これまでに顧客の個人情報をツイートした従業員が、いかに炎上し、いかに個人情報を晒されて悲惨な末路を辿ったかという数多くの実例を見せる

べきなのです。運転免許更新の講習で、交通事故の悲惨なビデオを見せ続けられるあれと同じように。

「顧客のプライバシーをツイートすると会社は大損害を受けるから絶対してはダメ」といくら言っても新入社員やアルバイト従業員の心には刺さりづらくて、その従業員自身が致命的なダメージが受けるのだと理解させることが必要です。

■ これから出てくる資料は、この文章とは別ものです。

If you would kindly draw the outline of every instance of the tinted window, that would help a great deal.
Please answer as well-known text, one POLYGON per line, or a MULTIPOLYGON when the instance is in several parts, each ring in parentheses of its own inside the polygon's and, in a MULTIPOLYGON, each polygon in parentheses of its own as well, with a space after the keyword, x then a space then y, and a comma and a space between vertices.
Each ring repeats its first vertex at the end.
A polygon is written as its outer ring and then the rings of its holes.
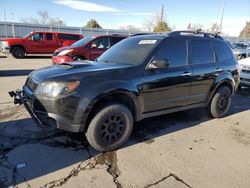
POLYGON ((169 66, 186 64, 187 46, 186 40, 167 40, 156 53, 155 59, 166 59, 169 66))
POLYGON ((33 36, 31 36, 31 40, 33 41, 43 40, 43 33, 34 34, 33 36))
POLYGON ((112 38, 112 45, 115 45, 117 42, 120 42, 122 39, 121 37, 113 37, 112 38))
POLYGON ((193 40, 191 46, 193 64, 214 62, 214 53, 209 41, 193 40))
POLYGON ((75 47, 83 46, 83 45, 87 44, 88 42, 90 42, 92 39, 93 39, 92 37, 84 37, 83 39, 78 40, 77 42, 75 42, 71 46, 75 46, 75 47))
POLYGON ((214 50, 217 54, 218 61, 226 61, 232 58, 229 47, 222 42, 214 42, 214 50))
POLYGON ((97 49, 107 49, 110 48, 110 38, 109 37, 100 37, 93 40, 93 44, 97 49))
POLYGON ((80 36, 79 35, 69 35, 69 34, 59 33, 58 38, 63 39, 63 40, 79 40, 80 36))
POLYGON ((46 40, 53 40, 53 34, 52 33, 46 33, 46 40))
POLYGON ((160 41, 154 38, 127 38, 104 52, 98 61, 138 65, 146 60, 160 41))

私が普段やってるネット炎上の社員向け研修とかでも、その従業員本人や家族友人がその後どんな目にあったか、損害賠償いくら請求されたのかとかの生々しい実例をひたすら紹介する。こちらの方が効くし聞いてくれます。当事務所では従業員によるネット炎上を防ぐ社内セミナーを随時お受けしております
経営者としては会社と従業員を守るために、ちょっとしたウケ狙いのSNS投稿が悲惨な結果を招いたような、ネット炎上の実例を社内で共有する責務があると思う次第なのでした。